朝の日差しが顔に降り注ぐ。何処かで鳥の鳴き声がする。
「……またあの夢か? 」
ジークフリード達に全てを話してから二日がたった。昨日教会から到着した手紙にはカインが怪我をして動けないとある。直ぐに荷物を纏めて今日の昼にはタイランドへ向けて出立するつもりだった。ジークフリードが護衛につくと言い出し、話しが大きくなったが諦めた。
ちょうど準備が終わる頃にドアがノックされた。
「ルバンス様……準備は如何でしょうか? 」
ドリスの声だ。彼女も同行するみたいだ。押し問答になるから、反対はしなかった。反対しても護衛として勝手について来るだろう。
「いま準備は出来たところだよ」
ドアを開けて、ドリスを招き入れようとするが、恐れ多いと言われて固辞された。なんだかやり難い……
ドリスと共に食堂に行くと、既にジークフリードとエルトリアが待っていた。エルザとフェルミナ、ヨシアは留守番だ。エルトリアは里帰りみたいなものなので、移動にはタイランド家の馬車に乗せて貰う事になった。公爵家だけあって、八頭立ての豪華な造りをしている。本当は自分で走って帰った方が早いんだけど……
一行はバルミナ山脈を越えて行く。八頭立てなら7日ほどの道のりだ。馬車の中から使い魔をカインに向かって放つ。明後日にはカインの手元につくだろう。

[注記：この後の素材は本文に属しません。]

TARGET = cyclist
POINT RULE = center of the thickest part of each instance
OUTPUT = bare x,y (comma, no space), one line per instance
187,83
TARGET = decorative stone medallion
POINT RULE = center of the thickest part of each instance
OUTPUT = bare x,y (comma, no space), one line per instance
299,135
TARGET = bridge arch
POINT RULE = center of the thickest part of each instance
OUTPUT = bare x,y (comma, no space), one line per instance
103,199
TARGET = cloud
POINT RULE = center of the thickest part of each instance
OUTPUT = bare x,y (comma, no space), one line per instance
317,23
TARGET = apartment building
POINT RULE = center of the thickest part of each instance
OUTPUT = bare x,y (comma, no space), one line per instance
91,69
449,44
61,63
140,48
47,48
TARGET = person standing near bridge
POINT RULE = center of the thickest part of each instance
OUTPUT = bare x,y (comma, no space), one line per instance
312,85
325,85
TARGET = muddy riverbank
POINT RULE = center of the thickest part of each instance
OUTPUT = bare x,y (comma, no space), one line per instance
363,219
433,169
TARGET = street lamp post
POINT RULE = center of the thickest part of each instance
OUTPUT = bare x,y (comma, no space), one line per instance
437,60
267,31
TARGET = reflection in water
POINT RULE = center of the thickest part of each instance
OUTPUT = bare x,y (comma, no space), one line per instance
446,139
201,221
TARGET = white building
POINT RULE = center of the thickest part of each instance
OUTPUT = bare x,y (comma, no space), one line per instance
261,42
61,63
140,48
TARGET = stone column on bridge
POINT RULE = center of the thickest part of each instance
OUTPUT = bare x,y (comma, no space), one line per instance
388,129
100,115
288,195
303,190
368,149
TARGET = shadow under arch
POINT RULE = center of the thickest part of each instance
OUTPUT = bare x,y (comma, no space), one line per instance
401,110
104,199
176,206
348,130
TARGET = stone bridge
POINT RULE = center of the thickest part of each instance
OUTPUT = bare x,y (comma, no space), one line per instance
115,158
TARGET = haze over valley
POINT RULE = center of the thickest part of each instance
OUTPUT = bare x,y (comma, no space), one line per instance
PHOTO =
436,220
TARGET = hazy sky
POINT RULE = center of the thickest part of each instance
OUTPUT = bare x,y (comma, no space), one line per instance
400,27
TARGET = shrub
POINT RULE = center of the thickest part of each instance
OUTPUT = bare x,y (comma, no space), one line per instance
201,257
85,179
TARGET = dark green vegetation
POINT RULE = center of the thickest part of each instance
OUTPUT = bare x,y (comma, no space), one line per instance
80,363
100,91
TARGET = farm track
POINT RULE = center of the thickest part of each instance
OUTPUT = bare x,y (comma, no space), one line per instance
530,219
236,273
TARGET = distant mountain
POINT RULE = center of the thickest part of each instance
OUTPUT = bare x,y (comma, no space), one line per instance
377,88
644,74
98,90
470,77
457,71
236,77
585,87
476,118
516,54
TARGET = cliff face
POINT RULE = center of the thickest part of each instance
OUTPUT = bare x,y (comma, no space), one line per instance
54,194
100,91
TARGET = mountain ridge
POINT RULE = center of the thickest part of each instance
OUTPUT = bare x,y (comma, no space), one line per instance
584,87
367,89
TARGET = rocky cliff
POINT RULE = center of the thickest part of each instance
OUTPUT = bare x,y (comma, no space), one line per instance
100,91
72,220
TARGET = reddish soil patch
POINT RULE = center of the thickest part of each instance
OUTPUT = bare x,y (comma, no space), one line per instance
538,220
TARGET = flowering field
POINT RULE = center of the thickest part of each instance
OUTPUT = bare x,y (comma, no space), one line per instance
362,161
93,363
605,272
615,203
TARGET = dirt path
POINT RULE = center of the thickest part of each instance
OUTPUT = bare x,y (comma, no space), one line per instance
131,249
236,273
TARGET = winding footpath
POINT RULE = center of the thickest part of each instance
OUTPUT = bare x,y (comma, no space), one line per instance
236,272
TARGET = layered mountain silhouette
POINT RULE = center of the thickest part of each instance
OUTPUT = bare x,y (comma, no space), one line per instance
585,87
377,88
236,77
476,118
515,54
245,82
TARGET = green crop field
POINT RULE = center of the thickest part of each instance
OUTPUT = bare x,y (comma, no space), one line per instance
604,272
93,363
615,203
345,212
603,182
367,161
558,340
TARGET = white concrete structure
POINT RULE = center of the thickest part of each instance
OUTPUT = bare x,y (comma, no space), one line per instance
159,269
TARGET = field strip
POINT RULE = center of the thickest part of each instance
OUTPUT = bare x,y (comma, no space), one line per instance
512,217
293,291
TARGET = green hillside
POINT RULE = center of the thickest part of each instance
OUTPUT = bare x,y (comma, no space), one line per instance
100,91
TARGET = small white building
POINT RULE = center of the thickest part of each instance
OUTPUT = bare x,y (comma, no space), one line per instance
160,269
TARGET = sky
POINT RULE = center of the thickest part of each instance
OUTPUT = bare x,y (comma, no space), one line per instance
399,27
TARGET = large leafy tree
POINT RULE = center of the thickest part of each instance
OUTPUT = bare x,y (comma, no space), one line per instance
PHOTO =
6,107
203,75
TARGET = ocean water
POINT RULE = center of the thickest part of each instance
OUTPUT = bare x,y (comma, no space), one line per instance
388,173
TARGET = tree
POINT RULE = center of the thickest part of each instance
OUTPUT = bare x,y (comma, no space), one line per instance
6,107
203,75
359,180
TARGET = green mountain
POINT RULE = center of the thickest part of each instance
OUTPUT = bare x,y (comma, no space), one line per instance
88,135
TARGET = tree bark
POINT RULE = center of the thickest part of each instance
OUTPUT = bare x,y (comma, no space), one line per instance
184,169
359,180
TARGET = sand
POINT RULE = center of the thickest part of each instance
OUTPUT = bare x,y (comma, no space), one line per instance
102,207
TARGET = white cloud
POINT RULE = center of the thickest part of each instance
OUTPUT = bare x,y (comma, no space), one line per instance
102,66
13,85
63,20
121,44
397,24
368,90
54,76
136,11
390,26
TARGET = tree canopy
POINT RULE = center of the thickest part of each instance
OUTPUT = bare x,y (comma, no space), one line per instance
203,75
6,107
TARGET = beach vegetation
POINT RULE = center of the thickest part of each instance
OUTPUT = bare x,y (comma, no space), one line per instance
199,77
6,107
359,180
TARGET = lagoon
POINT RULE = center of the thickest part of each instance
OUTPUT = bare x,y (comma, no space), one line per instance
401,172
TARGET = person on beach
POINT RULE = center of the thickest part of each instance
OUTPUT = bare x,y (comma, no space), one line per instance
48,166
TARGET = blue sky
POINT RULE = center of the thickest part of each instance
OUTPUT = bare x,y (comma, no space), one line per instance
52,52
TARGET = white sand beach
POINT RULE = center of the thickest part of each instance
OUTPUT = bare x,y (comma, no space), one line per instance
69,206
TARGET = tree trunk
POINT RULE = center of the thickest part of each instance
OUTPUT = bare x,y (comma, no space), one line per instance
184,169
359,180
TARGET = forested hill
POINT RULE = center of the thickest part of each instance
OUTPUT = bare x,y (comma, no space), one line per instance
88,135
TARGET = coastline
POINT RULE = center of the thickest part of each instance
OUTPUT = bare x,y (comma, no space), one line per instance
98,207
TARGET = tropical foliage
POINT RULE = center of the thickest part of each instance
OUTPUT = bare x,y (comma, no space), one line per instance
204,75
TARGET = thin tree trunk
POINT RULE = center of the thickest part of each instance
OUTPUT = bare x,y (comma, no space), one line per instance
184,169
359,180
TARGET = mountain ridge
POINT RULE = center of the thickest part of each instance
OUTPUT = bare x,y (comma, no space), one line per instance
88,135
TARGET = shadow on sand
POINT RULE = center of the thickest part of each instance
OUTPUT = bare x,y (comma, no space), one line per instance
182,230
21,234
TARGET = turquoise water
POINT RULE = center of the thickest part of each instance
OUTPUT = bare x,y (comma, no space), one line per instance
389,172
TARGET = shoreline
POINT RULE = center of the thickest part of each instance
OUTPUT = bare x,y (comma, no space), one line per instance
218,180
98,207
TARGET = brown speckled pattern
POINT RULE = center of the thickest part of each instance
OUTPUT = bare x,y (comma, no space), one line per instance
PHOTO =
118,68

旅は順調に日数を消化してついに山脈の麓までたどりついた。
「あれがバルミナ山脈だ」
エルトリアが説明する。バルミラ山脈を越えたらそこはタイランド領だ。もう夏だというのに、標高が高いせいで、すこし肌寒い。ドリスは山脈越えなど初めてなので、すこしはしゃいでいる。そのたびにジークフリードがドリスを嗜める。こいつは本当に堅物だ。
「パーメラの村が見えてきた」
村の境界の目印になっている丘の大木を馬車が過ぎて行く。村の広場を通りすぎて、もう一つ丘を登った先にカインの家があった。
「凄いど田舎……いえ、落ち着いた所ね」
ドリスがエルトリアの手をかりて馬車から降りる。
するとすぐに家からカインが出てきた。
「?! 怪我をされたのではないんですか? 」
ルバンスはその瞬間、誘き出された事を理解する。辺りを警戒して、カインに走りよった。
「ルバンス。俺からの連絡は届かなかった様だな」
カインも警戒している。二人の雰囲気でジークフリードは察したのか、エルトリアと二人で、馬車から少し離れて警戒に入った。
「教会から父さんが怪我をしたと?! 嘘ですか……」
「アリストラスから刺客がタイランド領に入った。それが二日前だ。もう村に来ている可能性もある。周囲に結界は張ったが、敵は蛇頭騎士団だ。何処まで通用するか……」
「……暗部の連中まで……なりふり構わずか……」
【蛇頭騎士団】をお送りしました。